Page MenuHomePhabricator

Disable magic word INDEX sitewide on eswiki
Closed, ResolvedPublic

Description

Hello. The Spanish Wikipedia community has decided to disable the magic word INDEX sitewide.

https://es.wikipedia.org/wiki/Wikipedia:Votaciones/2024/Desactivación_de_la_palabra_mágica_INDEX

Kind regards.

Event Timeline

Superpes15 subscribed.

@SRuizR Let me explain quickly: If we disable magic words, you cannot use both NOINDEX and INDEX (and we should do it on single namespace). Imho you should choose the namespace that you don't want to index, then we can set robot policy as "no index, no follow" for that namespace, and disable the use of NOINDEX and INDEX. But you cannot disable only INDEX sitewide - because also NOINDEX won't work and this is made per namespace (you can try using a filter for this)! So, if you know the namespaces that you want to set as noindex, we can proceed on those namespaces :)

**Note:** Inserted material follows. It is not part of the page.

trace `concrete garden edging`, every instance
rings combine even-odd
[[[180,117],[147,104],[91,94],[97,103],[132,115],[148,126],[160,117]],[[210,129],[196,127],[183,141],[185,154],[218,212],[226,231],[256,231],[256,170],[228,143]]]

@Superpes15 The vote was clear. The results were towards disabling the magic word INDEX sitewide. It was also clarified that the magic word NOINDEX was out of scope for that vote. Therefore, I suppose that disabling NOINDEX would violate community consensus, and therefore, the configuration change cannot be made.

If that is the case, you can proceed to decline the task and I would enforce the community decision via AbuseFilter.

Hello @SRuizR,

Thank you for creating this task. My name is Martin Urbanec and I am one of the system administrators responsible for performing site configuration changes. As of now, MediaWiki does not support restricting only the INDEX magic word – such a configuration setting simply does not exist, and as such, it cannot be changed. This means it is only possible to disable both the INDEX and NOINDEX magic words. However, this setting is a per-namespace one, which means we can disallow those magic words in one namespace, but leave them working in another. For more details, please see the docs at MediaWiki.org and documentation for the $wgExemptFromUserRobotsControl configuration setting.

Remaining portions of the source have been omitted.